The French painter Nicolas Lancret was born on January 22, 1690 in Paris. Even though a career as a copperplate engraver – like his brother François Joseph – was planned for him, he was able to have his way and be an apprentice to the historical painter Pierre Dulin (1669–1749). Starting in 1708, Nicolas Lancret participated in drawing courses at the academy. But he also turned away from historical painting and took up the genre of the "fêtes galantes". Around 1712, he becomes a student of Claude Gillot (1673–1722). In the latter’s studio, the artist encounters Antoine Watteau (1684–1721), who advised him to leave behind Gillot‘s style and draw based on the natural world in the surroundings of Paris. However, his friendship with Watteau later ended.

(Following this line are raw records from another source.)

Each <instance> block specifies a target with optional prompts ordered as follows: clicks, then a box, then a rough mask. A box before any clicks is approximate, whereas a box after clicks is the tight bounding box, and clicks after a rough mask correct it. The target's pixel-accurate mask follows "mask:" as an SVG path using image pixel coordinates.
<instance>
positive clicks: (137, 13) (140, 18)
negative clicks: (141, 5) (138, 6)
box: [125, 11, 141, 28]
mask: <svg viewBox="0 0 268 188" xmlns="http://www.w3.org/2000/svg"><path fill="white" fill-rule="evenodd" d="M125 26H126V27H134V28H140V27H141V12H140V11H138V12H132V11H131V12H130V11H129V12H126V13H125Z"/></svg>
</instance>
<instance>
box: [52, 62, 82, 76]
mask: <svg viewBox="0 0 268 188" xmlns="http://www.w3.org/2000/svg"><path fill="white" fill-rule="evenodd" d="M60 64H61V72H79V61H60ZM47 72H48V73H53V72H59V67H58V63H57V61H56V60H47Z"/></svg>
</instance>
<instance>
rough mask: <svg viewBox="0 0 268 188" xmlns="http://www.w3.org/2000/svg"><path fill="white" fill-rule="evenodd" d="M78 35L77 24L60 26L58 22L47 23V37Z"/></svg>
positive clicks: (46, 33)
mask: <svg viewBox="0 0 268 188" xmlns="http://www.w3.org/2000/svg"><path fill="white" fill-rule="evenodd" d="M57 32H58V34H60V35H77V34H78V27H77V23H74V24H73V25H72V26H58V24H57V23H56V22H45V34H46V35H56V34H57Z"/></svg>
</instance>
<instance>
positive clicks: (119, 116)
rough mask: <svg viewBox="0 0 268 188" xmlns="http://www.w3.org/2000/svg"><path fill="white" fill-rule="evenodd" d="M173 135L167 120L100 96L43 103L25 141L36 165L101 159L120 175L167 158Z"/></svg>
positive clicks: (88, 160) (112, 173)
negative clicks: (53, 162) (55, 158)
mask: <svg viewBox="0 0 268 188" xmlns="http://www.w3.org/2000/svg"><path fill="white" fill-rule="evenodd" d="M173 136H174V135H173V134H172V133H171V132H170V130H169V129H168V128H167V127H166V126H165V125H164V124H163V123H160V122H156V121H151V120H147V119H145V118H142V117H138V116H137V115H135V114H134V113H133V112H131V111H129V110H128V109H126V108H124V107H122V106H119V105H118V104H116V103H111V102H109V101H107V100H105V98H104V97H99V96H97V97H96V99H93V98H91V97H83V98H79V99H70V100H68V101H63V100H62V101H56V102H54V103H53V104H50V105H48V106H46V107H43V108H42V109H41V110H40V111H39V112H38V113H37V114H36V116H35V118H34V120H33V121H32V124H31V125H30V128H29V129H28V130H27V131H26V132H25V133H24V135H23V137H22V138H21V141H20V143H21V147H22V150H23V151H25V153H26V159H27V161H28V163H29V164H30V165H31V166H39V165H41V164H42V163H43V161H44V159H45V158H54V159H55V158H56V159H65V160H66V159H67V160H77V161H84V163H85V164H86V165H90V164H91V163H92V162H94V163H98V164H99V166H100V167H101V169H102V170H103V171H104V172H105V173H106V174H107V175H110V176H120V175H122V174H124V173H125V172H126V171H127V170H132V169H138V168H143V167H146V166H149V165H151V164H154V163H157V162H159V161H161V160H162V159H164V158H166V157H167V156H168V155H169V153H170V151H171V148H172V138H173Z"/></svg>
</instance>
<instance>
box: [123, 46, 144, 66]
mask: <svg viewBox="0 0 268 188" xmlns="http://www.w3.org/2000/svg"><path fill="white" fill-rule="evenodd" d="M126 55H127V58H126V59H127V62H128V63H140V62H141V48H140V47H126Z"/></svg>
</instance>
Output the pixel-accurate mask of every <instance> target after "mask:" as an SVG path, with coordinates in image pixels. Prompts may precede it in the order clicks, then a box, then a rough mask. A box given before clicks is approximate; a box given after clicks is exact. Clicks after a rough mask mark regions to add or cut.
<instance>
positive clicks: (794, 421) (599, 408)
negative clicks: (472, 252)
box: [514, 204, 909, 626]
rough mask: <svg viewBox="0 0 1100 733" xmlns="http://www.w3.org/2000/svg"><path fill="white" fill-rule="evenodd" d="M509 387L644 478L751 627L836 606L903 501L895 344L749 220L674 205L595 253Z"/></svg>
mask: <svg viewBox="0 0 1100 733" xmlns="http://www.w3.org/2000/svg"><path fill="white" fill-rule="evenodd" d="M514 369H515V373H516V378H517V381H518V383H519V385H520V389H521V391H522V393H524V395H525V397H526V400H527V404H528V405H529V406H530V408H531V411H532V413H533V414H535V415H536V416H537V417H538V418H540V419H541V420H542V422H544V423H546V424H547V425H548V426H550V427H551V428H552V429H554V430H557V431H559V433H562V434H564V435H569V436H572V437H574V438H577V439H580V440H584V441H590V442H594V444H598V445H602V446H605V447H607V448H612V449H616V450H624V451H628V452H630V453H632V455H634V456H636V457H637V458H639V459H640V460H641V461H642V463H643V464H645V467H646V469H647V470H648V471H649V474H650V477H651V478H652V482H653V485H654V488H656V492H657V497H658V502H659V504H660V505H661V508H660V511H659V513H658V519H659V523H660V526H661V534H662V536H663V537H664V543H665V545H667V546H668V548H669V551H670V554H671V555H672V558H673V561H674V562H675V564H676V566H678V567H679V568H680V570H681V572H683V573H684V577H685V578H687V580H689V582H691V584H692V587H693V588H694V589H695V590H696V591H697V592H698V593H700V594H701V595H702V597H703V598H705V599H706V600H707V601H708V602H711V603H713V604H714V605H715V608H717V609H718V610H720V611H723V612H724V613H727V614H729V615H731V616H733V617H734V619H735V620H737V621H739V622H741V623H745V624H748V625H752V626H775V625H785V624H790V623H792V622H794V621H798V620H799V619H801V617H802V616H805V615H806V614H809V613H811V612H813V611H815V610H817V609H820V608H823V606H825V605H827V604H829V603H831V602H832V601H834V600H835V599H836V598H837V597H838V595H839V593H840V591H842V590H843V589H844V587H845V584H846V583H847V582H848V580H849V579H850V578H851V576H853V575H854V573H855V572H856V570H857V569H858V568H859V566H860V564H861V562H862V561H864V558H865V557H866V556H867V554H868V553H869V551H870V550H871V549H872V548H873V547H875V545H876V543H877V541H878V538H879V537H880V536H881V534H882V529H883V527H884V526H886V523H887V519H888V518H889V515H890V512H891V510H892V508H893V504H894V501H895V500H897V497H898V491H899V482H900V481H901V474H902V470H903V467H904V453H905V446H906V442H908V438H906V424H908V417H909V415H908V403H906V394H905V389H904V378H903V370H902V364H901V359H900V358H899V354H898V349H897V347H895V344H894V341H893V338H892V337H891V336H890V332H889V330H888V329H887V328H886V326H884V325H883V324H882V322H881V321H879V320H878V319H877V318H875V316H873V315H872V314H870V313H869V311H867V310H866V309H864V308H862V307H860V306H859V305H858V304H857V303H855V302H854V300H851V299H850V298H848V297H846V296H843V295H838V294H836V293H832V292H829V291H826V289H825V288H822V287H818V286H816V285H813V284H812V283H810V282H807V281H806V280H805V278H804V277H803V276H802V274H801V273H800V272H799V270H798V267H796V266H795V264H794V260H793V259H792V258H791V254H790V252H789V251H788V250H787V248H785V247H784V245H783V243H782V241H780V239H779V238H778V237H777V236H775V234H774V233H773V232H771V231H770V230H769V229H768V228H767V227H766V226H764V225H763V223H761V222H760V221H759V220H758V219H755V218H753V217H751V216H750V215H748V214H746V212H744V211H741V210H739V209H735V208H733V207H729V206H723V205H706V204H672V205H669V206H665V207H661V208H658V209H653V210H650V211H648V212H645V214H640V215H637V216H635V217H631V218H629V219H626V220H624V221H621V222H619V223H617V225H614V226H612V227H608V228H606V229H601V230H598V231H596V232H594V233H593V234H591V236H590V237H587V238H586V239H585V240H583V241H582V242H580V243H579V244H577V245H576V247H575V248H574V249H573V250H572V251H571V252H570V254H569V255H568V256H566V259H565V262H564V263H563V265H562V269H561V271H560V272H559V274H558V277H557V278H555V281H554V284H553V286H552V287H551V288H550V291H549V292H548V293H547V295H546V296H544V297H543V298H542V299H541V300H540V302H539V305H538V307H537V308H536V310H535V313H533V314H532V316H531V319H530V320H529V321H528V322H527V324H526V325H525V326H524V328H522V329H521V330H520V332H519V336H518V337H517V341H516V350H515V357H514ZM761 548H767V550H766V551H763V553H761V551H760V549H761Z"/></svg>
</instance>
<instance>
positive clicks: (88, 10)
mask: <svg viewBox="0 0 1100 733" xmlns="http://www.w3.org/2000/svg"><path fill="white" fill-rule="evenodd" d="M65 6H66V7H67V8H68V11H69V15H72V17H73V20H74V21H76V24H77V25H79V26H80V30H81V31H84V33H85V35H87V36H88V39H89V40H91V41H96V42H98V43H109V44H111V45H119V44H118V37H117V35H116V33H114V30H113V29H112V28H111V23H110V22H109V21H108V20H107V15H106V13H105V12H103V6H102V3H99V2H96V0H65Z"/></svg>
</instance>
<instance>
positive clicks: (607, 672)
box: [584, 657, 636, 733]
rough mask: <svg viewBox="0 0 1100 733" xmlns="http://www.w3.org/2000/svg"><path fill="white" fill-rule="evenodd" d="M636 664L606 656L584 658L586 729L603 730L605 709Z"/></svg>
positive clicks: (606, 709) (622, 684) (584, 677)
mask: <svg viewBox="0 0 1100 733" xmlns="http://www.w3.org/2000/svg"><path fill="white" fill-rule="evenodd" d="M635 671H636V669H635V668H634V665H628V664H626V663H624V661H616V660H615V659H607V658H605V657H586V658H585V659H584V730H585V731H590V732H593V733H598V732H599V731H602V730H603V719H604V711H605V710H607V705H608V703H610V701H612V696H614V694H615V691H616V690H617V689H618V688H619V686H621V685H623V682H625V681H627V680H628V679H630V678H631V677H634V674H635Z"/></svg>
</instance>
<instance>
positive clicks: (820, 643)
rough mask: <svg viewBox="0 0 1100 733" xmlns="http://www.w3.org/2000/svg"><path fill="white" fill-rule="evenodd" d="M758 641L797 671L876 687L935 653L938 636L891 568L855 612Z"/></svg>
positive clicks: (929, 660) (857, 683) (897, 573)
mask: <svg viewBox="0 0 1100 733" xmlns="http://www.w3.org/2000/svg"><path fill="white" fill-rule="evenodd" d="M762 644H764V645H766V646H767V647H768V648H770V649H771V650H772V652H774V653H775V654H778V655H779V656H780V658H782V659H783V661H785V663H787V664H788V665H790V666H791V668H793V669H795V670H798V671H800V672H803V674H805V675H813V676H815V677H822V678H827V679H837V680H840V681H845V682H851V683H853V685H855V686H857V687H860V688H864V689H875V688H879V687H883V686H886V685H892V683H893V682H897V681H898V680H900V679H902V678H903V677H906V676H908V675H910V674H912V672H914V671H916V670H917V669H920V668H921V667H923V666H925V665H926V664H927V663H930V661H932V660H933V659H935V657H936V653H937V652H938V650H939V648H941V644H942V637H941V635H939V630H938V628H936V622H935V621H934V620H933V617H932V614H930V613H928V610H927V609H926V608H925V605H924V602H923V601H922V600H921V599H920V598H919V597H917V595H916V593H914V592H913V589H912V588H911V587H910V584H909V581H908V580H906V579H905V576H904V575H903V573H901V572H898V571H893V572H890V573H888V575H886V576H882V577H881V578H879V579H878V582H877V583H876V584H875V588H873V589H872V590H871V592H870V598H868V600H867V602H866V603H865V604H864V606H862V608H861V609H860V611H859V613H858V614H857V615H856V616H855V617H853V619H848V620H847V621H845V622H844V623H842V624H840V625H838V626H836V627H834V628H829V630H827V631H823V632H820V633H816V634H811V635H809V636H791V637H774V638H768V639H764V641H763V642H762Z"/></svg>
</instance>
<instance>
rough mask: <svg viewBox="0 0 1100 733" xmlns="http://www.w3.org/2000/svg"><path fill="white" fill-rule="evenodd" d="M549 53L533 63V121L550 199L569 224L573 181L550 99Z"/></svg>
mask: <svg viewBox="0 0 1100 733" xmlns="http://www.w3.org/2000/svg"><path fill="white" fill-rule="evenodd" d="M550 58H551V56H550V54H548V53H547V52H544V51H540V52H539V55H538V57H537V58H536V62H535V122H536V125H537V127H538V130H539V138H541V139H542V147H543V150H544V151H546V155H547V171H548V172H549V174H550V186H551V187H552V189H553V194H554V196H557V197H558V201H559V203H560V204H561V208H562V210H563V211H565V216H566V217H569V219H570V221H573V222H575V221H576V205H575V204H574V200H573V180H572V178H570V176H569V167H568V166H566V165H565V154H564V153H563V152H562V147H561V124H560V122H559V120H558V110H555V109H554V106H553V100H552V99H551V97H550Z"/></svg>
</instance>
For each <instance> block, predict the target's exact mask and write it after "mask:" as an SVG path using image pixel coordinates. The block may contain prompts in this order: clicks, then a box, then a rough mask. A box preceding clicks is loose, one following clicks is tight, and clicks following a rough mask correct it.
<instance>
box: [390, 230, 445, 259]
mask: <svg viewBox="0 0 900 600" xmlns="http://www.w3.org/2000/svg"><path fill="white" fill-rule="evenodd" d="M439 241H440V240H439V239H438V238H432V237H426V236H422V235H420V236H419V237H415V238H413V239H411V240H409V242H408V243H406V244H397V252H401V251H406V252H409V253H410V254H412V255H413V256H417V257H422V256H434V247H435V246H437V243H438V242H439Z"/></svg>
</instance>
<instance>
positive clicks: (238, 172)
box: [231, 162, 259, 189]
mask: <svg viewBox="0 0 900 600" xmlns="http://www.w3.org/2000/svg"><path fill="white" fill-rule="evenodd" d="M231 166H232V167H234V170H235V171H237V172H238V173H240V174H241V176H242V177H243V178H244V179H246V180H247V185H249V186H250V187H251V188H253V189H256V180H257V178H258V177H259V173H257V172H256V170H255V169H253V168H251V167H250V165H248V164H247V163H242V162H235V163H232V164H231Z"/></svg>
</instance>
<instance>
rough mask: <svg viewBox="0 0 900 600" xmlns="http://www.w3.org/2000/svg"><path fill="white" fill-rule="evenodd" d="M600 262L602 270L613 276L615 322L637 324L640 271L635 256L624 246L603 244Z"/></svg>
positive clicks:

In 1718, the Royal Academy in Paris accepted Lancret as an Agréé and as a member in 1719.
After the death of the two masters Watteau and Gillot, Nicolas Lancret – in addition to Jean-Baptiste Pater (1695–1736), who had also previously been Watteau‘s student – dominated the field of the "fêtes galantes" and the comic-actor scenes. With the works "Lit de justice tenu au Parlement à la majorité du Roi" (1723) and "Diana and Callisto", the artist attempted the more highly esteemed historical field a few more times. However, his success was based on the Watteau genre, in which he was inundated with commissions. Among others, he had orders from Jean-François Lériget de la Faye (1674–1731), Jacques Louis de Béringhen, Pierre Crozat (1661 or 1665–1740), Cte de Tessin, Madeleine de Boullongne (1646–1710), Prince Carignan, and from the court. Frederick the Great (1712–86) also purchased Nicolas Lancret’s works in 1739 for Rheinsberg.
The artist frequently prepared his paintings through numerous sketches, studies, and drafts, often painting more or less free repetitions of his pictures. Lancret showed himself in his works as a skillful storyteller and sharp observer of the pleasure-loving high-society world that presented itself elegantly, tastefully, and in the colorful costumes of Italian comedy. He was a friend of the theater and created flattering portraits of actresses and dancers.
Nicolas Lancret died on September 14, 1745 in Paris.